1) If you care about the data, don't blur. Black it out, entirely.
2) If you don't want to black it out for aesthetic reasons, then you don't care enough about the data being private.
3) Black out every pixel, every time.
Pixelation is better than blurring but also not sufficient unless you use huge blocks.
If it's an aesthetic thing, someone could make a tool that looks like it's blurring, but actually puts in fake data and then blurs that.
But anyone who knows or cares enough to go download a purpose-made tool for censoring images probably just opened it in Paint and drew a black rectangle.
> If it's an aesthetic thing, someone could make a tool that looks like it's blurring
The classy thing to do would be to replace it with a real QR code that spells out "remember to drink your ovaltine" but is damaged enough you need about a million brute force attempts to decode it.
An alternative to black out is to interpolate the pixels at the borders of the "blacked out" box. I've seen it done to suppress logos on images, in many cases it's barely intrusive.
Applied to that QR-code, the currently blurred out part would be entirely white —because the original QR-code was surrounded by a white background.
That should take care of many aesthetic concerns, without using a single bit of secret information for the final rendering.
until you run into a government agency that thinks drawing a black box over something in a PDF is acceptable redaction, where the PDF is exported/published to the public in its full vector/metadata markup format, not a raster image... hilarious when you can just highlight and copy/paste to get whatever text is hidden. Have seen it several times.
be careful asking non technical employees, sans training, to "just draw a black box over it", is what I'm saying.
The govt should write themselves a virtual printer that would take in the data stream and output a PDF made of individual images. A typical print-to-PDF virtual printer, but government-sanctioned, and they could also make it do something like store the document in an audit database or whatever, just to give people a strong incentive not to skip it or use anything else.

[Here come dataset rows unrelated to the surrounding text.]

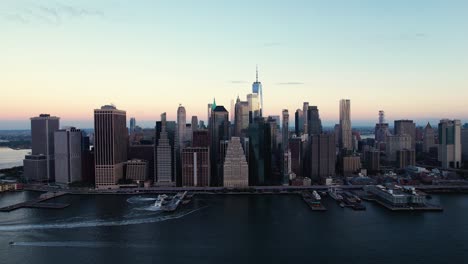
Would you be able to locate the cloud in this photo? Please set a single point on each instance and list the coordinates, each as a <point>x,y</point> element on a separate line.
<point>290,83</point>
<point>271,44</point>
<point>54,14</point>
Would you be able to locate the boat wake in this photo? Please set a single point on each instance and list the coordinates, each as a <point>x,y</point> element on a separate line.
<point>79,244</point>
<point>97,223</point>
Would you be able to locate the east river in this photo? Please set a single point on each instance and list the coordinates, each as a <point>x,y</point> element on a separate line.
<point>230,229</point>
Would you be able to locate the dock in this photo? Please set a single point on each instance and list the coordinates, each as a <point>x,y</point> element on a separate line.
<point>38,203</point>
<point>313,204</point>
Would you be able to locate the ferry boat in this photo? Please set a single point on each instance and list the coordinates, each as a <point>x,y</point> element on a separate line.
<point>161,201</point>
<point>316,196</point>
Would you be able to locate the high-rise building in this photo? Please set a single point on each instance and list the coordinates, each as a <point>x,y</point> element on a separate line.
<point>201,138</point>
<point>254,106</point>
<point>110,145</point>
<point>236,169</point>
<point>406,127</point>
<point>68,150</point>
<point>194,123</point>
<point>42,148</point>
<point>241,117</point>
<point>429,138</point>
<point>381,128</point>
<point>450,148</point>
<point>257,89</point>
<point>321,156</point>
<point>314,123</point>
<point>305,112</point>
<point>181,126</point>
<point>196,166</point>
<point>299,122</point>
<point>296,149</point>
<point>164,157</point>
<point>219,131</point>
<point>137,170</point>
<point>132,124</point>
<point>286,164</point>
<point>464,142</point>
<point>405,158</point>
<point>260,153</point>
<point>395,143</point>
<point>345,136</point>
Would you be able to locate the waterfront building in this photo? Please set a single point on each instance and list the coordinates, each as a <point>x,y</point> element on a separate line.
<point>164,157</point>
<point>351,164</point>
<point>68,155</point>
<point>43,128</point>
<point>450,143</point>
<point>110,145</point>
<point>345,136</point>
<point>286,161</point>
<point>429,138</point>
<point>394,143</point>
<point>260,153</point>
<point>313,121</point>
<point>464,142</point>
<point>201,138</point>
<point>146,153</point>
<point>258,89</point>
<point>236,169</point>
<point>194,123</point>
<point>132,125</point>
<point>405,158</point>
<point>137,170</point>
<point>241,117</point>
<point>299,122</point>
<point>196,169</point>
<point>305,111</point>
<point>219,131</point>
<point>321,156</point>
<point>406,127</point>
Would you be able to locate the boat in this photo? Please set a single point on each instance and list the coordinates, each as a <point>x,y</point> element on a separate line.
<point>161,201</point>
<point>316,196</point>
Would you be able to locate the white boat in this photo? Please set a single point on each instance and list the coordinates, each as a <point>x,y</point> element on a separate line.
<point>161,200</point>
<point>316,196</point>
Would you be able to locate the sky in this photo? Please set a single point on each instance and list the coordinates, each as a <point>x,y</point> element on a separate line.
<point>66,58</point>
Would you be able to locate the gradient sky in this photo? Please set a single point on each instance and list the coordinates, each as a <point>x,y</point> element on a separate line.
<point>66,58</point>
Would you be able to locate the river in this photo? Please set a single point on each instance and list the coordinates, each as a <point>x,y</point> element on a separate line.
<point>230,229</point>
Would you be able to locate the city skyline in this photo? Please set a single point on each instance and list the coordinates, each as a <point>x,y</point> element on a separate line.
<point>77,56</point>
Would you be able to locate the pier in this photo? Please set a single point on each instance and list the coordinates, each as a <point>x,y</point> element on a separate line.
<point>38,203</point>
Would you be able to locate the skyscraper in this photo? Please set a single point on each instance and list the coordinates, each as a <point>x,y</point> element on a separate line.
<point>345,136</point>
<point>194,123</point>
<point>286,168</point>
<point>236,169</point>
<point>42,149</point>
<point>305,112</point>
<point>406,127</point>
<point>257,89</point>
<point>110,145</point>
<point>68,150</point>
<point>132,124</point>
<point>299,122</point>
<point>450,143</point>
<point>164,157</point>
<point>181,126</point>
<point>314,124</point>
<point>241,117</point>
<point>321,156</point>
<point>196,167</point>
<point>429,138</point>
<point>219,131</point>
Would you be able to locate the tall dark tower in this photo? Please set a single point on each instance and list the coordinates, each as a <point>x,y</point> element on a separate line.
<point>257,89</point>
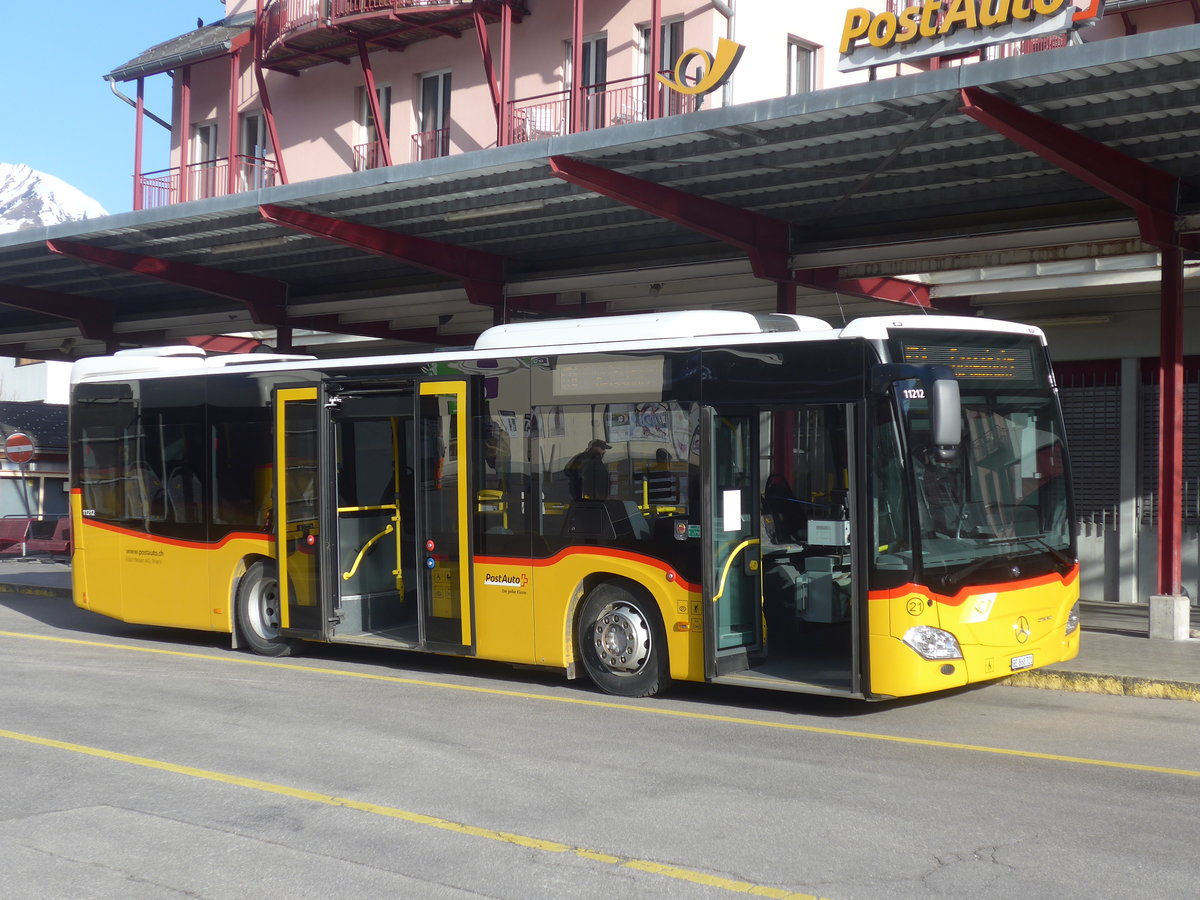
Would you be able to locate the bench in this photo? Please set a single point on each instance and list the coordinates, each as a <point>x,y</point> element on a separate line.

It does open another risk of nation state style attacks that compromise the virtual print driver in a manner that it does not redact information, or encodes 'hidden' information into the format of the document. That seems easier to do with a digital print driver than with the messy digital to analog conversions that occur in a scanner/printer.
That would be interesting and not hard to setup. Install cups on some box, definitely not the host containing sensitive info, and you have a limited, auditable outbound channel.
Well if you can blur an arbitrary section you can, even if not black-black, just choose an average and write over everything with that (so adaptive grey).
I may misinterpret what you mean by “print it back as image to PDF printer”, but I doubt that removes the text. When printing the document, the program likely will just render the text first, and the black box over it. Reason? To be able to skip rendering the text, the computer must know:
- a black box will get drawn over it.
- that box completely covers the text.
- that box will be drawn opaquely.
Verifying that isn’t easy.
Save to .png is safer. It doesn’t support layers, so what you see is what you get.
PDF-xChange keeps text as text if printed normally, completely selectable, vectorized, but changes and rasterises it to image if printed as image, pixelated and jpeg-ized. At about 200% zoom it is clearly visible that it is pixelated, and nothing else.
1) If you care about the data, don't blur. Black it out, entirely. 2) If you don't want to black it out for aesthetic reasons, then you don't care enough about the data being private. 3) Black out every pixel, every time.